Just finished conversions

Started by Don Nix, May 03, 2010, 12:22:04 PM

Previous topic - Next topic

Don Nix

I just finished converting my Navy Arms 1858's. I got a couple of Kirst kits fron Raven and spent the next week installing them.
let me say that it doesnt take a week to install the conversions but it took me a week to cut the loading notches. i had the poorest excuse for a dremel tool known to man and it took forever. Afyter i burnt it up I went and bought a 3 speed tool nad it only took a couple of hours to finish the job. I had on accident where I let it get away from me and the sanding drum ran down the frame, but it will soon fade away as it just looks like a btight shiny spot. It fact i am thinking of polishing the entire surface area.
I also want to completely clean up the guns by removing the made in Italy but I need to do a little more research before I do that. if anyone has suggestions please send them my way.

Major 2

Nothing but thing to defarb the Remingtons ...it's quite easy, nothing really to research.

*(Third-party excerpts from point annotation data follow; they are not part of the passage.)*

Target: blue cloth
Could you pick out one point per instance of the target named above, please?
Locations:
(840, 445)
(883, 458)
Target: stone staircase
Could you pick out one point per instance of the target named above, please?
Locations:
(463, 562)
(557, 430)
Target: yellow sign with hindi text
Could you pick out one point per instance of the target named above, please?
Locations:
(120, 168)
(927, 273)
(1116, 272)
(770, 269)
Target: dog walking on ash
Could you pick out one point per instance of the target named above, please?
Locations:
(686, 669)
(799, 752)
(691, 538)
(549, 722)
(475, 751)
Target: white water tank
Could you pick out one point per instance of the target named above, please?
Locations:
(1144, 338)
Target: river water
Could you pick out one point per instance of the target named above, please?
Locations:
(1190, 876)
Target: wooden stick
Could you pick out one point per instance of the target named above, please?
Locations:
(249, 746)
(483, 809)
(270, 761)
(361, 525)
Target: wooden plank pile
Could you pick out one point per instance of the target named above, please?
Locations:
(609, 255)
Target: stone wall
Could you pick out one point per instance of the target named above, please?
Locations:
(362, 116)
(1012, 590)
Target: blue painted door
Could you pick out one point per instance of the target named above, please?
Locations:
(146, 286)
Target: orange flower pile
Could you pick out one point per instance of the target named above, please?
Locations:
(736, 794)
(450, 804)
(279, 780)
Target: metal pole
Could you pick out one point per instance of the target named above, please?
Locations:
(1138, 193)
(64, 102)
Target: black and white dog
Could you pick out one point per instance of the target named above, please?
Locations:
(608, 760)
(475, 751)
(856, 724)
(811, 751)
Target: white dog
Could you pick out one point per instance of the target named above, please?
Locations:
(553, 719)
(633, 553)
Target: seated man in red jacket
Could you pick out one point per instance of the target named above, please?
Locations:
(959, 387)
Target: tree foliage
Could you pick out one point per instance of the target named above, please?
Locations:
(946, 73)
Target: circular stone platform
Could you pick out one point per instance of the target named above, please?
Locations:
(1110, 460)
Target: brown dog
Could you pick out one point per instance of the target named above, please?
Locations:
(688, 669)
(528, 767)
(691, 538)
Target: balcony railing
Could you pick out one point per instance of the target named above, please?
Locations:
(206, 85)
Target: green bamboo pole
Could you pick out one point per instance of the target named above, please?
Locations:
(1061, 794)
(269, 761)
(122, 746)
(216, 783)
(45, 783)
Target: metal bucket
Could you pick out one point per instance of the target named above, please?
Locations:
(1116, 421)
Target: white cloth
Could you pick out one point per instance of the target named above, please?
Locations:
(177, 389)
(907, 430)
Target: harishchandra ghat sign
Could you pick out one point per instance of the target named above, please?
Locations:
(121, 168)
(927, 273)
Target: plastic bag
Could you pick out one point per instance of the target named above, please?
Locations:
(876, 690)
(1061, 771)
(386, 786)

I used to do it for film props and sometimes for folks gratis....

when planets align...do the deal !

Flint

If you want to defarb the guns, draw file with a fine mill bastard file.  Carefully drag it over the lettering with the file held sideways, not lengthwise down the flats, keep the file clean with a wire brush.  When the lettering is gone, polish with wet or dry sandpaper backed up with a flat piece of wood or similar using 320 down to 600 grit.

I cut the loading ports with a rat tail file which runs cooler than a sanding drum, and finished/polished with a Dremel drum only at the end of the process.  One should avoid using a Dremel tool on a firearm, or anything else that's valuable without extreme care, a tight grip and some years of experience.

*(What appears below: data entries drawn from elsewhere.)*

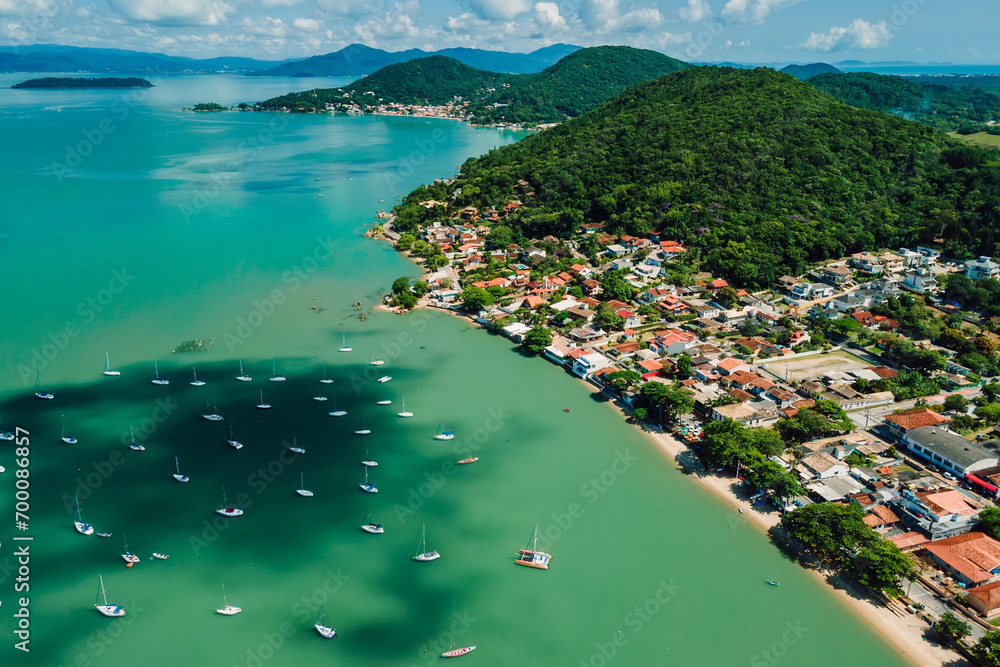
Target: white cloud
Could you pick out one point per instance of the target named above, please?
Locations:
(753, 11)
(859, 35)
(697, 10)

The man who beats his sword into a plowshare shall farm for the man who did not.

SASS 976, NRA Life
Los Vaqueros and Tombstone Ghost Riders, Tucson/Tombstone, AZ.
Alumnus of Hole in the Wall Gang, Piru, CA, Panorama Sportsman's Club, Sylmar, CA, Ojai Desperados, Ojai, CA, SWPL, Los Angeles, CA

schizuki

Just make sure you leave the serial number intact.

Abilene

A little cold blue on those shiny spots shouild hide them pretty well.  On the other hand, if you like shiny guns then yeah you you could polish the whole gun.  I know a guy who polishes all his blued cowboy guns, including long guns, so they look almost nickled.  He uses flitz to polish them.

hawkeye2

      Start removing the lettering by draging a smooth hard round bar over the lettering using as much downward force as you can muster.  This forces some of the raised area around each letter back down into the stamping and means you will have to remove less metal to make the stamping go away.  The shank of a drill bit is ideal, the larger the diameter the better.  While they are ugly and always stamped in a prominent area I would leave the proof marks.  In Europe you can't shoot a gun without proofs on a range and I would be somewhat curious as to why the firearm I was being offered in a sale hadn't been proofed.  I have dressed stamped info that I wanted to retain down with a smooth stone just taking it down flush with the surrounding surface and that alone will do a lot to hide it.

Hoof Hearted

Quote from: schizuki on November 30, 2010, 12:12:47 PM
Just make sure you leave the serial number intact.
Unless you live in a state the feels that a Cap & Ball is a firearm, you do not have to leave the Italian Serial number on the pistols.
When you convert the non-firearm Cap & Ball pistol into a firearm you have the opportunity to serial number, name and model it whatever the HELL you want to. It is perfectly legal to build your own firearm.
Anonymity breeds bravado.......especially over the internet!
http://cartridgeconversion.com
http://heelbasebullet.com
aka: Mayor Maynot KILLYA SASS #8038
aka: F. Alexander Thuer NCOWS #3809
STORM #400

StrawHat

Quote from: hawkeye2 on November 30, 2010, 03:43:32 PM
     Start removing the lettering by draging a smooth hard round bar over the lettering using as much downward force as you can muster.  This forces some of the raised area around each letter back down into the stamping and means you will have to remove less metal to make the stamping go away.  The shank of a drill bit is ideal, the larger the diameter the better.  While they are ugly and always stamped in a prominent area I would leave the proof marks.  In Europe you can't shoot a gun without proofs on a range and I would be somewhat curious as to why the firearm I was being offered in a sale hadn't been proofed.  I have dressed stamped info that I wanted to retain down with a smooth stone just taking it down flush with the surrounding surface and that alone will do a lot to hide it...

Burnishing is an excellent way to remove makers names and warnings from the firearm without removing metal.  All the wording is stamped in and move metal around.  By burnishing you are moving it back into place.  Drill rod or a harden smooth round rod will work.  If you are only doing one, a screwdriver will work but it is rather soft.

I feel the same about proof marks.  If I see a gun without them when I think they should be there, it tells me it is a kit.  Or someone trying to pass an Italian as a real one = fake.    Same with the serial number, without one it is a kit and I price them way down. 
Knowledge is to be shared not hoarded.